Klass cited a study by Dr. Virginia Berninger, a professor of educational psychology at the University of Washington, who believes that “handwriting, forming letters by hand, engages the mind, and that can help children pay attention to written language.” According to Berninger, the key to learning to write well might start by learning to physically form letters. It starts, in other words, with the hand.
This piece reminded me of a number of conversations I’ve had over the years with (usually older) architects and designers, who would often complain: “Nobody draws anymore!” By nobody, of course, they meant no one who went to design school after the introduction of the computer. Both Milton Glaser and the late Michael Graves, two designers who could draw like fiends, used to insist that their hands were hardwired to their brains. As a result, they drew to think, to ideate, to problem solve. For them, and countless others brought up on the primacy of the hand, Klass’s essay could just as easily have been retitled, “Why Drawing is Still Essential to Designers in the CAD Age.”
But the truth is, younger architects and designers continue to draw. I know this because I will occasionally ask them, quite randomly, “Do you still draw?” and their slightly taken back response (it’s like I’ve asked them if they still bathe) suggests some intimacy with drawing. And I can also attest that most casual meetings with them will invariably involve a point being illustrated in real time with pen and napkin. Lunch, at a restaurant with paper tablecloths, tends to produce at least one sketched floor plan.
What I don’t think post-computer designers do, as Graves and Glaser and others did, is draw continually through the process. It was never their primary problem solving tool. They’re less likely to have a long series of process drawings, and instead might have a few, maybe as few as even one or two, signpost drawings that mark creative progress.
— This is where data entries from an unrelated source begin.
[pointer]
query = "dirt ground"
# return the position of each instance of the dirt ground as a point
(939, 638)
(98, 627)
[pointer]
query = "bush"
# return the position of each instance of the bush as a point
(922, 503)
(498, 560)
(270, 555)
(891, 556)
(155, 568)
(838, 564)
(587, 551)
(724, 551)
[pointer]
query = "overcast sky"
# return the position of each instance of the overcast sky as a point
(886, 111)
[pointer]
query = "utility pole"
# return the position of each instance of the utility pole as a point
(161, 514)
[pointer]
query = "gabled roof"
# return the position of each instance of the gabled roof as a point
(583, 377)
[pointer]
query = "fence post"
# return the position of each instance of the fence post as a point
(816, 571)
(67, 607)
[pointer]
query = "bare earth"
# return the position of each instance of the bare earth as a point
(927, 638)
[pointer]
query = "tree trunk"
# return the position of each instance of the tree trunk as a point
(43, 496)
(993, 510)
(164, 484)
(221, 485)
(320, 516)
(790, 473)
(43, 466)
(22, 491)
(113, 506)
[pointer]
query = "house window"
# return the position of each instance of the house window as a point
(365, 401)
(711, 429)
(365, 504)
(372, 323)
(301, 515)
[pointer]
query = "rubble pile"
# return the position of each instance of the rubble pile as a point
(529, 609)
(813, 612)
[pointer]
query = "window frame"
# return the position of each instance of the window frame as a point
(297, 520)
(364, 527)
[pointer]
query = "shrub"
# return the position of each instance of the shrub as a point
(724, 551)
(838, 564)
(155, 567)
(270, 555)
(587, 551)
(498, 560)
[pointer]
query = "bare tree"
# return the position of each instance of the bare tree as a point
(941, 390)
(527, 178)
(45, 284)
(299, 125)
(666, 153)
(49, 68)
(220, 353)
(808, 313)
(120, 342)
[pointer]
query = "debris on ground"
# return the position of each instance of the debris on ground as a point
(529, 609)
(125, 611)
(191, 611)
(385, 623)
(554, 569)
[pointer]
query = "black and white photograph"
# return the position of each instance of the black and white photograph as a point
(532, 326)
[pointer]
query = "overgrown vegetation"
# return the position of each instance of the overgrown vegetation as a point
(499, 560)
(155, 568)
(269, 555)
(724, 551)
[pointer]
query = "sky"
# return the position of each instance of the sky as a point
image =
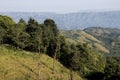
(58, 6)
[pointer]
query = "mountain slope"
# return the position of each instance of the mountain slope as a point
(79, 36)
(70, 21)
(109, 36)
(22, 65)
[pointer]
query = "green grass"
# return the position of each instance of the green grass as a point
(23, 65)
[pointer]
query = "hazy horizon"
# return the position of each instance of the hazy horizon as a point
(55, 6)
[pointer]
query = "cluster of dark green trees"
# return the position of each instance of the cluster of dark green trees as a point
(45, 38)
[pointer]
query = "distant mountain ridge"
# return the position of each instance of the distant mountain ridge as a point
(73, 21)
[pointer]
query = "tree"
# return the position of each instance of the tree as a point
(112, 69)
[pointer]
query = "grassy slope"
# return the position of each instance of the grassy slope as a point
(78, 36)
(22, 65)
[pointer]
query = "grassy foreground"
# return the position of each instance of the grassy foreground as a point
(23, 65)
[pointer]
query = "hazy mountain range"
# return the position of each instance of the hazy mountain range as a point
(70, 21)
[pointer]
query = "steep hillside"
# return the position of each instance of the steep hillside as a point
(79, 36)
(22, 65)
(70, 21)
(109, 36)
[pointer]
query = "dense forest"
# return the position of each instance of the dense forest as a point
(45, 38)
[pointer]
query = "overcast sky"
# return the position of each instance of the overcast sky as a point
(58, 6)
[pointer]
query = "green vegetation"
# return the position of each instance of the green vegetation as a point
(34, 51)
(79, 36)
(22, 65)
(110, 38)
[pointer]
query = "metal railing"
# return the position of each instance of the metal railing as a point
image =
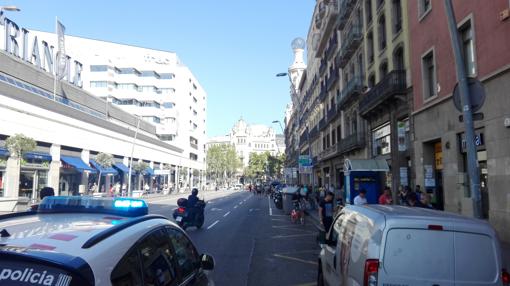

It’s hard to know how this streamlined, less hand-inspired process changes the final product (it’s certainly a lot faster, and we’re twenty years into it anyway) but surely it must. It’s also impossible to know exactly what we’ve lost in the transition from hand to mouse. But it feels like something essential, something almost primal, is slipping away. The hand-head connection is a neural path literally as old as the human body. “For typically developing young children,” Klass writes, “typing the letters doesn’t seem to generate the same brain activation.” Which makes me wonder: do today’s designers, especially the ones who jump (too) quickly into Sketchup, create the same brain activation? As someone who can’t draw a lick, I certainly hope so.